Google Colab

The house price data consist of 21613 rows of data with 21 different columns.

From the data exploration made, the column identiifications are found to be:

  1. id : Unique ID for each home sold

  2. date : Date of home sale

  3. price : Price for each home sold

  4. bedrooms : Number of bedrooms

  5. bathrooms : Number of bathrooms

  6. sqft_living : Square footage of the apartments interior living space

  7. sqft_lot - Square footage of the land space

  8. floors - Number of floors

  9. waterfront - A dummy variable for whether the apartment was overlooking the waterfront or not

  10. view - An index from 0 to 4 of how good the view of the property was 0 = No view, 1 = Fair 2 = Average, 3 = Good, 4 = Excellent

  11. condition - An index from 1 to 5 on the condition of the apartment,1 = Poor- Worn out, 2 = Fair- Badly worn, 3 = Average, 4 = Good, 5= Very Good

  12. grade - An index from 1 to 13, where 1-3 falls short of building construction and design, 7 has an average level of construction and design, and 11-13 have a high quality level of construction and design.

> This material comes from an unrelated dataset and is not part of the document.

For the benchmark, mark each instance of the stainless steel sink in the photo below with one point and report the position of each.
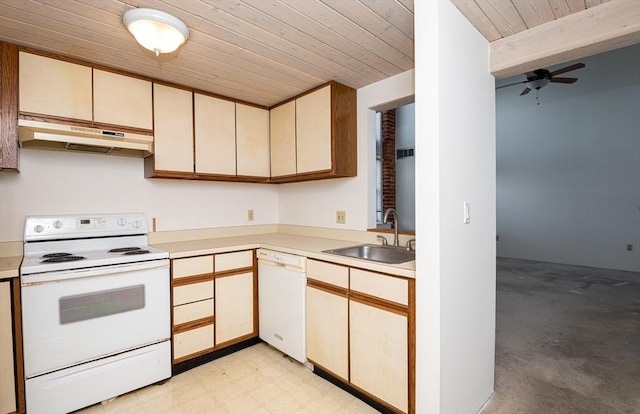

  13. sqft_above - The square footage of the interior housing space that is above ground level

  14. sqft_basement - The square footage of the interior housing space that is below ground level

  15. yr_built - The year the house was initially built

  16. yr_renovated - The year of the house’s last renovation

  17. zipcode - What zipcode area the house is in

  18. lat - Lattitude

  19. long - Longitude

  20. sqft_living15 - The square footage of interior housing living space for the nearest 15 neighbors

  21. sqft_lot15 - The square footage of the land lots of the nearest 15 neighbors






  1. Understanding the Data

As no description was provided following the dataset, we began with establishing our general understanding about the dataset and identify the input and output variables. Upon exploration, we found that the data consist of 21613 rows and 21 columns.


2.0 Data Cleaning

At this stage, we identify the columns that could be the input variables and which columns are to be the output column. The dplyr package is install before running the cleaning process. The steps involved including of:

  1. Selecting the columns

  2. Filtering the data

  3. Arranging the data

  4. Removing out the redundant data

  5. Converting integer data type into factor

  6. Mutate

  7. Grouping the data according to its categories.